What the Dodgers haven’t explained as clearly: How Lux went from being the team’s publicly proclaimed starting shortstop for all of the winter — general manager Brandon Gomes said as far back as the winter meetings that, “our expectation is [Lux] is going to be our shortstop” — to losing the job after just six miscue-riddled games at the position in Cactus League play.

“He has worked his tail off,” Roberts said of Lux, who spent all of last year rehabbing after suffering his season-ending knee injury early last spring. “It’s not from lack of effort or preparation.”

But, Roberts added, “we have a lot of eyes on our players. And collectively, we just felt from what we’ve seen, it’s the right thing to do.”

In hindsight, it simply appears the Dodgers weren’t as committed to Lux being their starting shortstop as they tried to make it seem.

The club evaluated external shortstop options this offseason, according to people with knowledge of the situation not authorized to speak publicly.
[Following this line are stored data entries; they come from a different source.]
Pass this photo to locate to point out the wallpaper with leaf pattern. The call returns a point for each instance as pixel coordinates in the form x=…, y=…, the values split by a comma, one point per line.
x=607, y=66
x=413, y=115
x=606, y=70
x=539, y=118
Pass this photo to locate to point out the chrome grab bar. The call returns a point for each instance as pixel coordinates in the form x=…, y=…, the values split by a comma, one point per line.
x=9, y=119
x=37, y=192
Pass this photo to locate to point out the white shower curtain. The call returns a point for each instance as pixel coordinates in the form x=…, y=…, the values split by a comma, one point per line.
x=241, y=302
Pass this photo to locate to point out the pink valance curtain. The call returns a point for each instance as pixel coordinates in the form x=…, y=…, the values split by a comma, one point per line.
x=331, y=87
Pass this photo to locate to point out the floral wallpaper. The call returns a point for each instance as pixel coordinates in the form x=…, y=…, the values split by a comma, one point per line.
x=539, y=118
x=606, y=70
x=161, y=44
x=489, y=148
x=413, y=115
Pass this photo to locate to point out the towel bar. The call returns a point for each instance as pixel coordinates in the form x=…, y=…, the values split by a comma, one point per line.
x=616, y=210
Milwaukee Brewers slugger Willy Adames is one trade target they have long coveted, though no deal materialized between the teams this winter, even with Adames entering his final year before free agency.

Back around the winter meetings, there was even a belief from some people in the organization and around the industry that the Dodgers would have been open to trading Lux, in order to facilitate an acquisition for either establish big-league pitching or an upgrade at the shortstop position.

Yet, when the team arrived at spring camp four weeks ago, Lux’s name was still atop the depth chart at shortstop.

His grasp on that role, however, was evidently weaker than it appeared.

While the Dodgers remain high on Lux’s offensive ability — he batted .276 with a .745 on-base-plus-slugging percentage in 2022, and has been particularly effective in his career against right-handed pitching — his defense has long been among the most inconsistent aspects of his high-potential skill set.

The former first-round pick battled throwing yips as a minor leaguer, then graded out as a relatively league-average shortstop defensively during his first three MLB seasons, according to defensive metrics from Fangraphs and Sports Info Solutions.

Lux seemed to find some comfort as the Dodgers’ everyday second base in 2022. While his .973 fielding percentage ranked just 17th out of 21 MLB second baseman (minimum 700 innings at the position), he was worth three “defensive runs saved,” per Sports Info Solutions, and earned praise from Dodgers brass for his performance in the field.

However, upon switching back to shortstop this spring, Lux’s fundamentals, foot work and throwing accuracy all looked off — prompting the Dodgers to begin discussing his position change around the middle of this week.

“From what Gavin did at second base [in 2022],” Roberts said, “you feel good about him going back there.”

That doesn’t mean, however, the news was easy for the 26-year-old infielder to take.

“His response was, ‘I just want to win. I just want to help this team win and be a part of what we’re doing,’” Roberts said of his conversation with Lux. “Obviously, there’s some disappointment. I’d be surprised if there weren’t. But he’s a professional and he’s gonna embrace being our starting second baseman.”